Questions about Hundred Days
Short answers, pulled from the story.
What were the Hundred Days and how long did they actually last?
The Hundred Days marked the period between Napoleon's return to Paris on the 20th of March 1815 and the second restoration of King Louis XVIII on the 8th of July 1815, a span of 110 days. The name came from a speech by Gaspard, count of Chabrol, prefect of Paris, who used the phrase "one hundred days" when welcoming Louis XVIII back to the capital.
Why did Napoleon return from Elba in 1815?
Napoleon left Elba on the 26th of February 1815 after concluding that dissatisfaction in France with the Bourbon restoration, combined with tensions among the Great Powers at the Congress of Vienna, made a popular rising likely.

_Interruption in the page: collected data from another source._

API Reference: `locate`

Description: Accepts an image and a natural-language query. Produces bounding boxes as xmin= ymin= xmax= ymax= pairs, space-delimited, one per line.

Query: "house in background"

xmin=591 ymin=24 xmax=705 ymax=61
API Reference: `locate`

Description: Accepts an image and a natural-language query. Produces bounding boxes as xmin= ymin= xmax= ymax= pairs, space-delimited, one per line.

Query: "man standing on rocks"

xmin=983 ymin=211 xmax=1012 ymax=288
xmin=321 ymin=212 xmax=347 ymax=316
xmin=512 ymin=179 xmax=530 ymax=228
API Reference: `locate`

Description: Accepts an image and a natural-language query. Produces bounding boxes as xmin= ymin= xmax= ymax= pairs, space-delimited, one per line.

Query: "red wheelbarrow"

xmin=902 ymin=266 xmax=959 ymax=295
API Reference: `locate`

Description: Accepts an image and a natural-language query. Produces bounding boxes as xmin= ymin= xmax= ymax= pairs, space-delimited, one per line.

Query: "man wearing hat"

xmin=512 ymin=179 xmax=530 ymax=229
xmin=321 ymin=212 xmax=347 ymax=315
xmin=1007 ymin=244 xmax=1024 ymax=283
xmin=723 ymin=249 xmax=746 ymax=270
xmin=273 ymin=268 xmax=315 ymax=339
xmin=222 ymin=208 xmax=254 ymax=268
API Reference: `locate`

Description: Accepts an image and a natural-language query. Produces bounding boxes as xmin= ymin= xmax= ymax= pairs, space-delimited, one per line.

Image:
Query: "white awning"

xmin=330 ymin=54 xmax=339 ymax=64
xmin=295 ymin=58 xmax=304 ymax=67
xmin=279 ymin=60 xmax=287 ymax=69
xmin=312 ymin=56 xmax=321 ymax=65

He also calculated that tens of thousands of French prisoners returning from captivity in Russia, Germany, Britain, and Spain would instantly provide him with an experienced army.
How did Napoleon get from Elba to Paris without being stopped?

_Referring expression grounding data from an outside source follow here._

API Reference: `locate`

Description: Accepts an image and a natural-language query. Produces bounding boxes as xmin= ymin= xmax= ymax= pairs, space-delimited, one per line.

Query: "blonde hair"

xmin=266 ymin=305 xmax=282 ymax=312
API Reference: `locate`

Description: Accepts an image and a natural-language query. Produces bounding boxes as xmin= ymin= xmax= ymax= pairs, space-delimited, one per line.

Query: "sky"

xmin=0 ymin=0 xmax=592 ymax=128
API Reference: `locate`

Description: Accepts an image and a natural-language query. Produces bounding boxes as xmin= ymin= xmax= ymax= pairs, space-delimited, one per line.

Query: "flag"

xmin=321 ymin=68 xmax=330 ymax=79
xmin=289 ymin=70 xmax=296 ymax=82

Napoleon sailed from Portoferraio with roughly 1,000 men aboard the brig Inconstant and several small vessels, landing at Golfe-Juan on the 1st of March 1815. Royalist troops deployed to stop him switched sides; at Laffrey, he stepped in front of soldiers, tore open his coat, and dared anyone to shoot their emperor. Marshal Ney, who had promised to bring Napoleon to Paris in an iron cage, handed over 6,000 men and joined him on the 14th of March.

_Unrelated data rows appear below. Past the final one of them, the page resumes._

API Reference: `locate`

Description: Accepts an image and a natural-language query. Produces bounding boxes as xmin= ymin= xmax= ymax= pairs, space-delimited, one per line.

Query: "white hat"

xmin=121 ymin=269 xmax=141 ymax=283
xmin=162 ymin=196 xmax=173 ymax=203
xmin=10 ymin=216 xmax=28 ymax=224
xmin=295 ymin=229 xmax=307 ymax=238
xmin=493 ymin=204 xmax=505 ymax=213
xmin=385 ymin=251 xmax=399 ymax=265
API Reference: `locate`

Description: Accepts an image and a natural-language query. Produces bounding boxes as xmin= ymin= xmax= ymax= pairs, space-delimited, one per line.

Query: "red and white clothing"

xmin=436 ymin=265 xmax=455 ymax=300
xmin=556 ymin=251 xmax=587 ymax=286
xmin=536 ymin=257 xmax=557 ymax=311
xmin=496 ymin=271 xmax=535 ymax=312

What was the Acte additionel during the Hundred Days?
The Acte additionel was a supplementary constitution drafted by Benjamin Constant and promulgated by Napoleon during the Hundred Days. It created a hereditary Chamber of Peers and a Chamber of Representatives elected by the empire's electoral colleges. Later historians including Agatha Ramm noted it extended the franchise and explicitly guaranteed press freedom. A national plebiscite returned 1,532,527 votes in favour, less than half the turnout of the earlier Consulat plebiscites.
What role did Napoleon's health play at the Battle of Waterloo?
Napoleon's hemorrhoids had become severe enough by June 1815 to prevent him from sitting on a horse for more than very short periods. Observers including Carnot, Pasquier, and Lavalette believed he had prematurely aged during his exile on Elba, and Sir Neil Campbell had noted he had grown inactive and corpulent there. During Waterloo, his inability to survey his troops from horseback directly interfered with his ability to exercise command.
What were the terms of the Treaty of Paris that ended the Hundred Days?
The Treaty of Paris, signed on the 20th of November 1815, reduced France to its 1790 boundaries, stripping the territorial gains made by the Revolutionary armies in 1790-1792. France was ordered to pay 700 million francs in indemnities across five yearly installments and to maintain a Coalition army of occupation of 150,000 soldiers on its eastern border territories for up to five years, at French expense.